It is perhaps axiomatic, and thus seemingly unnecessary, to say that computers have transformed modern war. But they have in ways both large and small; they have, for example, become deeply integrated with the full range of Army operations—part of a broader convergence of domains and thus part of a pattern that has led to the development of the multi-domain battle concept. The problem, however, is that military technology training has failed to keep pace with rapidly growing capabilities.
The result is that despite expanding digital footprints, most soldiers might as well be using typewriters, analog telephones, and chalkboards when it comes to the capabilities they bring to bear in pursuit of military objectives.
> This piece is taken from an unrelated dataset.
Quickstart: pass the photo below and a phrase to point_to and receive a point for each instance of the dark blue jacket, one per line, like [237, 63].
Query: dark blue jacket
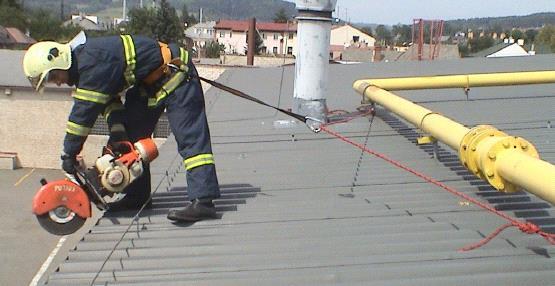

Despite technology’s massive potential, waiting to be harnessed by members of the most advanced fighting force the world has ever seen, soldiers without basic computer programming skills cannot automate simple tasks, integrate data sources, or effectively leverage the unending flow of information. Since near-peer adversaries have access to the same computers and networked connectivity we do, if they train their soldiers to do these thing—automating tasks and integrating data sources in real time—they can overwhelm our operational tempo and gain a dominant strategic advantage. The key to preventing our rivals from outmaneuvering us digitally, and thereby enabling them to outmaneuver us on the battlefield, is empowering our soldiers to harness the power of the tools they already have. If we do not, we risk being on the wrong side of near-peer technology dominance.
The challenges of harnessing technology within DoD have led to the creation of a variety of advisory bodies, including the Defense Innovation Board. This board, chaired by former Google CEO Eric Schmidt, is comprised of distinguished leaders from across America that provide policy recommendations.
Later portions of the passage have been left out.